Examples
========

Probabilistic FCM
-----------------

In the probabilistic algorithm, the total membership of every point must
equal unity - that is, membership is divided between each of the possible
cluster centers. Here, we produce a plot identifying the clusters in a
dataset. There is overlap between the clusters where ambiguity is detected.

Input
.....

.. code-block:: python
    :emphasize-lines: 6,8,9

    import numpy as np
    import matplotlib.pyplot as plt
    from skcmeans.algorithms import Probabilistic
    from sklearn.datasets import make_blobs
    plt.figure(figsize=(5, 5)).add_subplot(aspect='equal')
    n_clusters = 4
    data, labels = make_blobs(n_samples=300, centers=n_clusters, random_state=1)
    clusterer = Probabilistic(n_clusters=n_clusters, n_init=20)
    clusterer.fit(data)
    xx, yy = np.array(np.meshgrid(np.linspace(-10, 10, 1000), np.linspace(-10, 10, 1000)))
    z = np.rollaxis(clusterer.calculate_memberships(np.c_[xx.ravel(), yy.ravel()]).reshape(*xx.shape, -1), 2, 0)
    colors = 'rgbyco'
    for membership, color in zip(z, colors):
        plt.contour(xx, yy, membership, colors=color, alpha=0.5)
    plt.scatter(data[:, 0], data[:, 1], c='k')

Result
......

.. image:: _images/probabilistic.png
    :alt: Probabilistic fuzzy clustering result.

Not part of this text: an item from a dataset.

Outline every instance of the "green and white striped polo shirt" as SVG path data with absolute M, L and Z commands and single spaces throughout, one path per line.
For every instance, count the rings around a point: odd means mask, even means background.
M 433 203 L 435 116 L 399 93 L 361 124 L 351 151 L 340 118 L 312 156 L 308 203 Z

Changing the distance metric
----------------------------

Sometimes, it's useful to have a look at how different distance metrics
behave - for example, with higher-dimensional data, the cosine distance might
do better than the default Euclidean distance. It is possible to change the
distance measure of a clusterer instance on the fly, but it is probably
clearer to subclass the original algorithm:

Input
.....

.. code-block:: python
    :emphasize-lines: 5,6,10

    import numpy as np
    import matplotlib.pyplot as plt
    from skcmeans.algorithms import Probabilistic
    from sklearn.datasets import make_blobs
    class CosineProbabilistic(Probabilistic):
        metric = 'cityblock'
    plt.figure(figsize=(5, 5)).add_subplot(aspect='equal')
    n_clusters = 4
    data, labels = make_blobs(n_samples=300, centers=n_clusters, random_state=1)
    clusterer = CosineProbabilistic(n_clusters=n_clusters, n_init=20)
    clusterer.fit(data)
    xx, yy = np.array(np.meshgrid(np.linspace(-10, 10, 1000), np.linspace(-10, 10, 1000)))
    z = np.rollaxis(clusterer.calculate_memberships(np.c_[xx.ravel(), yy.ravel()]).reshape(*xx.shape, -1), 2, 0)
    colors = 'rgbyco'
    for membership, color in zip(z, colors):
        plt.contour(xx, yy, membership, colors=color, alpha=0.5)
    plt.scatter(data[:, 0], data[:, 1], c='k')

Result
......

.. image:: _images/metric.png
    :alt: Probabilistic fuzzy clustering with the cityblock distance metric.


Irregular Clusters
------------------

In real data science, the clusters are not usually nice circular (or
hyperspherical) shapes. One way of accounting for this is the
Gustafson-Kessel algorithm, which effectively adds a covariance matrix to
each cluster center, giving it ellipsoidal character, and an updated distance
calculation to go with it. This can be combined with either of the basic
algorithms.

Input
.....

.. code-block:: python
    :emphasize-lines: 5,6,12

    import numpy as np
    import matplotlib.pyplot as plt
    from skcmeans.algorithms import Probabilistic, GustafsonKesselMixin
    from sklearn.datasets import make_blobs
    class GKProbabilistic(Probabilistic, GustafsonKesselMixin):
        pass
    plt.figure(figsize=(5, 5)).add_subplot(aspect='equal')
    n_clusters = 4
    data, labels = make_blobs(n_samples=300, centers=n_clusters, random_state=1)
    transform = np.array([[1, 0.4], [1, 1]])
    data = np.dot(data, transform)
    clusterer = GKProbabilistic(n_clusters=n_clusters, n_init=20)
    clusterer.fit(data)
    xx, yy = np.array(np.meshgrid(np.linspace(-20, 10, 1000), np.linspace(-15, 10, 1000)))
    z = np.rollaxis(clusterer.calculate_memberships(np.c_[xx.ravel(), yy.ravel()]).reshape(*xx.shape, -1), 2, 0)
    colors = 'rgbyco'
    for membership, color in zip(z, colors):
        plt.contour(xx, yy, membership, colors=color, alpha=0.5)
    plt.scatter(data[:, 0], data[:, 1], c='k')


Result
......

.. image:: _images/gustafsonkessel.png
    :alt: Probabilistic fuzzy clustering with the Gustafson Kessel approach.